ありのままの自然

そろそろ旅のメモも終わりにしよう。

 

今回一番印象に残っている宿は、西海岸・MoerakiのWildernessLodge。小さな湖から流れ出している川が、すぐ近くの海まで流れ始める脇に建つ一軒宿。料金は決して安くないから、それなりに快適なのはもちろんなのだけど、何年も前に環境をありのままに守ろうとして変人扱いもされたオーナー夫妻がつくったものだ。大事にする=手を付けない、ではないのだな。どの辺りにどれぐらいならば影響を最小限にしつつ、理解も出来るのか…そんなことを少しずつやってきたんじゃないかと想像した。川にすむ鴨の親子が宿の周りを歩き回り夜は時にけたたましく鳴き、灯には森からカミキリムシが飛んできていたり、オニヤンマのようなトンボがつーっと横切ったりする。こちらも自由にカヤックに乗ったり海岸まで歩いたり。はたまた、道路から「こんなところに道があるんだ。。。」と森を分け入って崖を下りてアザラシに会いに行くガイドツアーが毎日あって、それに参加出来る。
 

さてこの旅で楽しみにしていた一つはペンギン!東のオタゴ半島と西のモエラキがその候補地だ。どちらもペンギンが棲んでいる地域。オタゴのペンギンは、ツアーで御対面。犬小屋のような住み処が作られて、人間もシェルターのようなトンネルを歩きつつ、柵越しの観察。一方今回は時期が過ぎていて見ることができなかったモエラキのペンギンたち(羽が生え替わるこの時期は、近くの森の中に潜んでいるのだそうだ)。

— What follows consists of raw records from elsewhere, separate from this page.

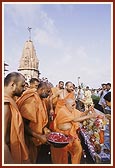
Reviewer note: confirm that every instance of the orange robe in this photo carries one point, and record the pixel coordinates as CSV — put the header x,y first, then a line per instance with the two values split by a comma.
x,y
60,155
33,109
61,102
18,147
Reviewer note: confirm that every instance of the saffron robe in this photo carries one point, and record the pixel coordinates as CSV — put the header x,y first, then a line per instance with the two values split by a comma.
x,y
33,109
60,155
18,147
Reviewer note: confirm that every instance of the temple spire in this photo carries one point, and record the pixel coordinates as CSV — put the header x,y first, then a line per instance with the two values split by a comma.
x,y
29,29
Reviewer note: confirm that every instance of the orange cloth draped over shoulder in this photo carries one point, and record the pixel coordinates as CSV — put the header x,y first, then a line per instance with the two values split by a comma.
x,y
18,147
65,116
60,155
33,109
54,91
61,102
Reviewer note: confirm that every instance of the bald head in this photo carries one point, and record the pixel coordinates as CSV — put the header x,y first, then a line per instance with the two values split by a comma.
x,y
70,104
13,77
44,89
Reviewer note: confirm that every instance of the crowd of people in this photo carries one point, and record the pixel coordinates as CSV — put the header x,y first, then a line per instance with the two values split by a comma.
x,y
33,110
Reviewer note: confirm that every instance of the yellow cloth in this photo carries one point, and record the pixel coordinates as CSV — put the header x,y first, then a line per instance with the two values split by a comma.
x,y
61,102
18,147
33,109
60,155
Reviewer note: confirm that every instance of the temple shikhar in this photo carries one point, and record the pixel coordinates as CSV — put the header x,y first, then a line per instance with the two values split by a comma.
x,y
29,63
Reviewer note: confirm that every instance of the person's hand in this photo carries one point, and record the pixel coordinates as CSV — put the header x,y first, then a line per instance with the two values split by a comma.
x,y
27,161
46,130
91,108
51,111
43,139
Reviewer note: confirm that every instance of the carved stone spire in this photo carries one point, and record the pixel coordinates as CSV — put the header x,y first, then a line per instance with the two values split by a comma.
x,y
29,62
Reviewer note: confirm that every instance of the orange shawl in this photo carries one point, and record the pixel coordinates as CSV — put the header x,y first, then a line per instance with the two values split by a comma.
x,y
61,102
65,116
18,147
33,109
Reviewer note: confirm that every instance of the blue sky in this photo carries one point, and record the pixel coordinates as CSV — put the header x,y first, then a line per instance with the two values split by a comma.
x,y
71,40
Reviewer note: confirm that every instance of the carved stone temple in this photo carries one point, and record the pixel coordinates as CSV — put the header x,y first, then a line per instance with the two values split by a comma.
x,y
29,63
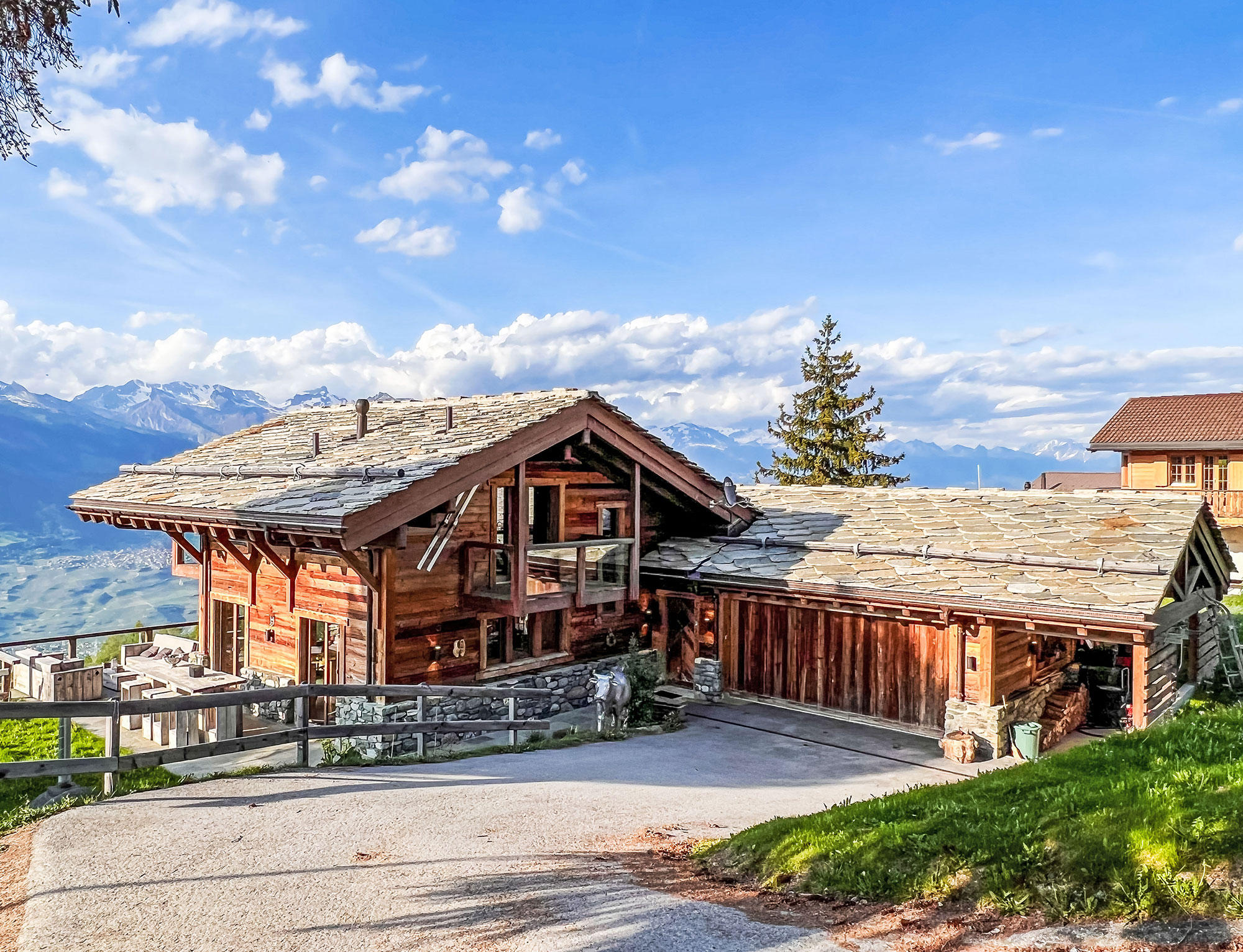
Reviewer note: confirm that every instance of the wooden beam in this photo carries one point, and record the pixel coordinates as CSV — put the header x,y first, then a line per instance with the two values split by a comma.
x,y
521,539
637,530
360,567
197,555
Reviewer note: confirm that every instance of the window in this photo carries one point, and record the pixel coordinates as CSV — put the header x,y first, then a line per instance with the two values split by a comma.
x,y
611,523
1183,470
1216,474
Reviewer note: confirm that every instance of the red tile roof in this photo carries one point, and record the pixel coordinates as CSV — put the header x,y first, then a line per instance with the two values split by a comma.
x,y
1215,419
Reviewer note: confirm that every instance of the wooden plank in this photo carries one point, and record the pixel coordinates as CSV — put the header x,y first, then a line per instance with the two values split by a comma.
x,y
57,769
395,728
213,749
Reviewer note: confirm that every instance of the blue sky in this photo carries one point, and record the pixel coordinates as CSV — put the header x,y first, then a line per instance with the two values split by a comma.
x,y
1019,216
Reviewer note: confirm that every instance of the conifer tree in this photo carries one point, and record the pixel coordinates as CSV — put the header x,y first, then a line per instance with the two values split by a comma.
x,y
827,436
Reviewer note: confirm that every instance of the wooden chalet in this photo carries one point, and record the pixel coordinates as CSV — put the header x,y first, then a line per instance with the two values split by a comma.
x,y
1189,443
415,541
939,608
483,538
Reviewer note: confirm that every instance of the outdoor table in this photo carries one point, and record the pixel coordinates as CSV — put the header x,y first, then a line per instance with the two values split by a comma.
x,y
219,724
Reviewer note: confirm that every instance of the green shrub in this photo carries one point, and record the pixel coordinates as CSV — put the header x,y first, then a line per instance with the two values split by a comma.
x,y
644,671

テ・アナウ湖の洞窟に見に行った土ボタルは、鍾乳洞の中を流れる川を船でたどりアプローチ。天井一杯に青い満天の星が広がっているような見事さ。いやもう、距離感も無くなるし、いったい自分がどこにいるのかは分からなくなっちゃう。かたやモエラキ。すぐ傍の車道沿いの原生林に点々と光っていたのも、紛うことなき土ボタル。こちらは森に包まれちゃったような気になる。

ペンギンも土ボタルも偶然にも対照的(?)な状態を体験できた。どちらも”自然な”状態に接していることに違いはないのだけれど、不思議に印象は全く違うのだ(「天然」と「養殖」程じゃないけれど、なぜかそんなことが頭に浮かんでしまった)。 でも違っている(と感じる)のはこちら、人のほうなのだよな。”ありのまま”って、いったいなんだろう?